Abstract
Abstract
Road dust is a major source for airborne particulate matter (PM). It is an agglomerate of deposited particles from vehicle exhaust, tire wear, break-lining wear, road surface and litter abrasions, local soil dust, vegetative detritus, and atmospheric fallout from many sources. Consequently, road dust is a mixture of coarse PM (road surface abrasions, soil dust, tire wear, and brake-lining wear) and fine PM (vehicular exhaust and portions of most sources of coarse PM). Although most studies concerned with road dust report the inorganic composition, only a few focus on organic constituents. Here, as part of the San Joaquin Valley Fugitive Dust Characterization Study, road dust samples from paved and unpaved urban and rural roads have been analyzed for close to 200 individual organic compounds, including n-alkanes, n-alkanoic and alkenoic acids, n-alkanols, n-alkanals, n-alkan-2-ones, alkylcyclohexanes, steroids, steranes, hopanes, triterpenoids, isoprenoids, benzothiazoles, polycyclic aromatic hydrocarbons, saccharides, pesticides, plasticizers, and diphenylamines. Organic compounds indicative of both higher plant detritus and traffic-related emissions (exhaust plus tire wear) are highest in paved road dust, suggesting that the grinding of plant detritus by vehicle tires on the hard paved surface liberate natural lipids and other natural occurring compounds that then admix with the road dust and can become airborne.

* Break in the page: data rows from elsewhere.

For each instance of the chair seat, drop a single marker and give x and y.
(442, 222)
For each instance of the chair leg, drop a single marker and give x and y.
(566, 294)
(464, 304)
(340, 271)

Fossil fuel combustion markers such as hopanes and polycyclic aromatic hydrocarbons are highest for most paved roads and farming staging areas and lowest for unpaved roads. The highest level of vehicular exhaust organics associated with road dust was found in rural paved road dust. Rural roads compared with urban roads are typically not swept and have lower traffic density and as a result lower traffic induced resuspension. Consequently, vehicular exhaust deposited onto paved roads is more likely to accumulate on rural roads than on urban roads.